I suppose the snarky response to this question is "nothing." But even though Jarryd Hayne only had one year of experience under his belt, there is still plenty to consider on offense and special teams. I had Hayne earning a spot in my first 53-man roster projection, but he was certainly a bubble candidate, as opposed to a lock.

Hayne played running back and did return work last season. He flashed some skills at both positions in the preseason. When the regular season arrived, he had some moments, but he also had fumbling issues. He was waived and signed to the practice squad, where he got to spend much of the season learning some of the nuances of football. He was activated for the final two games, and his final season line included 17 rushes for 52 yards, six receptions for 27 yards, eight punt returns for 76 yards, and two special teams tackles.

Running back

Hayne had some solid preseason runs last preseason, but never got much going in the regular season.
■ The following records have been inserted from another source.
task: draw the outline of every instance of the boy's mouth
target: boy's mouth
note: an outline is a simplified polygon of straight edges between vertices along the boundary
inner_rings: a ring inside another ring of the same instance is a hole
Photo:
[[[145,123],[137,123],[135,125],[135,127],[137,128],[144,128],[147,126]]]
He did not get a ton of opportunities, and heading into training camp this summer, he faced significant competition at the running back position.

The 49ers current running back depth chart includes Carlos Hyde, Mike Davis, Shaun Draughn, DuJuan Harris, and Kelvin Taylor. Hyde is a lock, and Davis seems a likely bet to return given he is only in his second season. Taylor has the pedigree, but as a sixth round pick, he's guaranteed nothing. That leaves Draughn and Harris to consider. Draughn looked solid enough in six games for the 49ers, but I think Harris showed a little more flash in his two games starting after Draughn went down.

Draughn and Harris were mid-season free agents for a reason, so let's not get overly hyped about what they bring to the table. I had neither making the 49ers roster this season, and with Hayne gone, I still think no more than one of them is on the roster. Harris seems to offer a little bit more to Chip Kelly's offense, but there will be plenty of opportunities to show what they can do.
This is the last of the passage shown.